Rencontre Diomaye Faye et Macky Sall : pourquoi cette décision suscite-t-elle autant de tensions ?

Au Sénégal, l’annonce d’une rencontre entre le président Bassirou Diomaye Faye et son prédécesseur Macky Sall attise les tensions. Les familles des victimes des violences politiques survenues entre 2021 et 2024 dénoncent une initiative malvenue, alors que leurs dossiers de justice et de réparation restent en suspens. Pourquoi cette décision divise-t-elle autant l’opinion publique et les acteurs politiques du pays ?
Entre enjeux diplomatiques et attentes citoyennes, cette rencontre soulève une question cruciale : quel équilibre peut-on trouver entre réconciliation nationale et exigence de justice ? Pour éclairer ce débat, analysons les réactions des associations de victimes et des observateurs politiques.
Le contexte explosif : répression et revendications
Les manifestations de 2021 à 2024 ont marqué un tournant dans l’histoire récente du Sénégal. Des affrontements violents entre forces de l’ordre et manifestants ont laissé derrière eux des victimes, dont les familles réclament encore vérité et justice. Amnesty International a pointé du doigt la responsabilité du pouvoir en place à l’époque, soulignant que le président en exercice était garant de la sécurité publique et du respect des libertés, notamment du droit de manifester.
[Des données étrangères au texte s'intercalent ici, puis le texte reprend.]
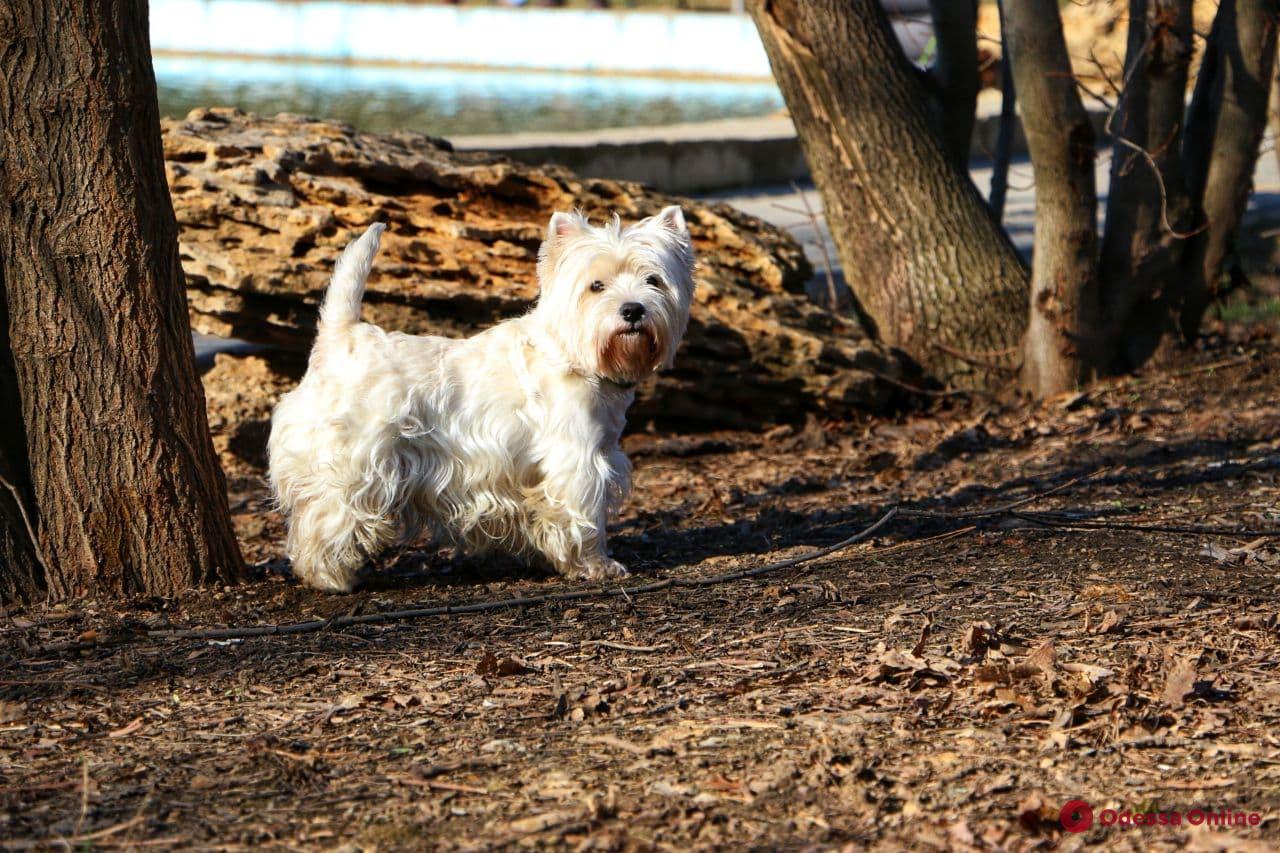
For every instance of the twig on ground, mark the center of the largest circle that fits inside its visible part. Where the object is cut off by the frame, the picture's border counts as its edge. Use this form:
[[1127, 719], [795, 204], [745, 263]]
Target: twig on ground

Face à cette situation, la société civile sénégalaise exige des comptes. Pourtant, l’organisation d’une rencontre entre Diomaye Faye et Macky Sall semble en contradiction avec ces attentes. Que révèle cette initiative sur les priorités du nouveau gouvernement ?
Analyse politique : entre pragmatisme et fracture
Pour l’analyste politique Assane Samb, cette rencontre s’inscrit dans une logique de réalisme politique. « C’est une décision attendue, malgré les critiques », confie-t-il. Pendant sa campagne, Diomaye Faye avait affiché une opposition farouche à toute normalisation des relations avec Macky Sall. Aujourd’hui, les choses ont changé : « Il ne craint plus d’assumer ce soutien officiel », explique-t-il.
Cependant, cette volte-face suscite des interrogations. La candidature de Macky Sall au poste de secrétaire général des Nations Unies, soutenue notamment par la Chine et le Burundi, ajoute une dimension supplémentaire à ce dossier. Les observateurs s’interrogent : cette rencontre pourrait-elle faciliter, ou au contraire compliquer, les ambitions internationales du pays ?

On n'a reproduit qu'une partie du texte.